Ich habe eine Künstlerin kennengelernt, die die Natur durch ihre farbenprächtigen Gemälde sublimiert. Corinne Weidmann, die sich leidenschaftlich für Interkulturalität, Astrophysik und den Kosmos interessiert, hat einen einzigartigen Weg von der Schweiz über Costa Rica bis nach London zurückgelegt. Diese Aufenthalte in allen Ecken der Welt haben ihre künstlerische Vision tiefgreifend genährt. In ihren Werken teilt sie ihre eigene Verbindung zu den Alpenlandschaften und der Natur, die sie umgibt. Heute öffnet sie uns die Türen zu ihrer Welt: ein kreativer Weg voller Einflüsse und Emotionen. Begegnung mit Corinne Weidmann und ihrer Welt der tausend Farben.
Corinne Weidmann: Ein von Natur und Kultur geformter Werdegang
Guten Tag, Corinne. Könnten Sie uns zu Beginn etwas über Ihren Werdegang erzählen? Wie sind Sie Malerin geworden?
Mein künstlerischer Werdegang begann schon sehr früh. Ich wollte schon im Kindergarten eine Künstlerin sein, und Kreativität war schon immer ein Teil dessen, wer ich bin - zeichnen, malen, Collagen machen. Das war immer das, was mir am meisten Spaß gemacht hat.

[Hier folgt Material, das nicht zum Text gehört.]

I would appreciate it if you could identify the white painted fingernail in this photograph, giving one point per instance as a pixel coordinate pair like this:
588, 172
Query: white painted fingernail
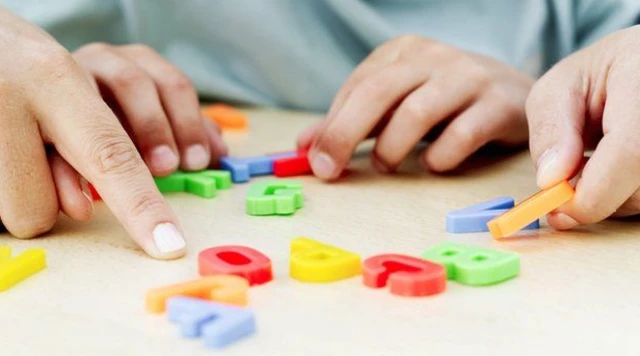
323, 165
163, 158
168, 238
197, 157
84, 185
546, 165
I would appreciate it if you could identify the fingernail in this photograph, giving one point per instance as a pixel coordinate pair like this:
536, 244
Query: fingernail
563, 221
84, 185
168, 238
546, 167
197, 157
163, 158
378, 165
323, 165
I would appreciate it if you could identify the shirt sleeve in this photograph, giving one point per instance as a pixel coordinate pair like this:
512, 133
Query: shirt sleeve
595, 19
74, 23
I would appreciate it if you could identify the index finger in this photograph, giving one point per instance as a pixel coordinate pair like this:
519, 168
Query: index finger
88, 135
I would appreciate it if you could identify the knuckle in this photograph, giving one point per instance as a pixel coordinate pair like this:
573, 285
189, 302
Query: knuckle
372, 89
113, 153
176, 81
633, 204
138, 48
476, 72
145, 203
415, 112
152, 125
128, 75
409, 40
464, 135
334, 140
35, 224
95, 48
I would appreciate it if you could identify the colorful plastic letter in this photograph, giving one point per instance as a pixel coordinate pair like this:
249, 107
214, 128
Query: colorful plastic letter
530, 209
315, 262
218, 324
296, 165
25, 265
202, 183
473, 265
94, 193
278, 197
227, 117
221, 178
237, 260
220, 288
5, 254
407, 276
476, 217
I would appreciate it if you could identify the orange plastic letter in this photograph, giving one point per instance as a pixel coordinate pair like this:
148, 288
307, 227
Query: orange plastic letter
530, 209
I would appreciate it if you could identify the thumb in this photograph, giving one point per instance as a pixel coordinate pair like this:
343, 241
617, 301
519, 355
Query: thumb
556, 113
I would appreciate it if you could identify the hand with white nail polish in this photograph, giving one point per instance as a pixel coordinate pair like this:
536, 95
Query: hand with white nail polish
590, 101
55, 129
157, 103
410, 87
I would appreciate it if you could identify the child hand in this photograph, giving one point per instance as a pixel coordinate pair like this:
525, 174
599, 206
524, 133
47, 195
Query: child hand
420, 84
156, 103
591, 100
47, 101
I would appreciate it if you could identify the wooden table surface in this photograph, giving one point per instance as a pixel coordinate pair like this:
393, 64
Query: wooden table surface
578, 292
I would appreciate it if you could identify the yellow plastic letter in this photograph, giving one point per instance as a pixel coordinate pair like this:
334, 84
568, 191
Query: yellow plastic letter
312, 261
14, 271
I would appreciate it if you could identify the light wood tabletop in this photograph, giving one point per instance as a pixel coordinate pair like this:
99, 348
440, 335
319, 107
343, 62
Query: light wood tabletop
578, 292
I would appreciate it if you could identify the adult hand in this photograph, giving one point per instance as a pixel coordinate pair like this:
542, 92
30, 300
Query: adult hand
46, 99
418, 84
590, 100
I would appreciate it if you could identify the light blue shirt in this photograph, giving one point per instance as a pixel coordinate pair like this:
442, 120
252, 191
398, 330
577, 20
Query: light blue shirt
297, 53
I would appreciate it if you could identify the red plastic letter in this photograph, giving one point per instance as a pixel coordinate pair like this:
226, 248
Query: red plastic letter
406, 276
241, 261
94, 193
293, 166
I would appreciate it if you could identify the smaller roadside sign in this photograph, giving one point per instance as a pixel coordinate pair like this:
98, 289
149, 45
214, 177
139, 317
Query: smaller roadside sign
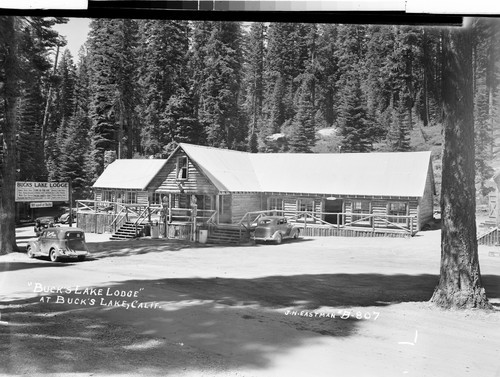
41, 205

Ich habe eine klassische Schulbildung absolviert und bin dann in die Vorbereitungsklasse der Kunstschule in Basel eingetreten. Anschließend studierte ich Grafikdesign in Luzern, wo ich auch meinen Abschluss machte. Danach bin ich zunächst nach Costa Rica gegangen, wo ich in einem Surfcamp gearbeitet habe. Dort begann ich, kleine Kunstwerke auf Treibholz zu malen - das war der Anfang meiner Karriere, und nach dieser Erfahrung habe ich mich selbstständig gemacht.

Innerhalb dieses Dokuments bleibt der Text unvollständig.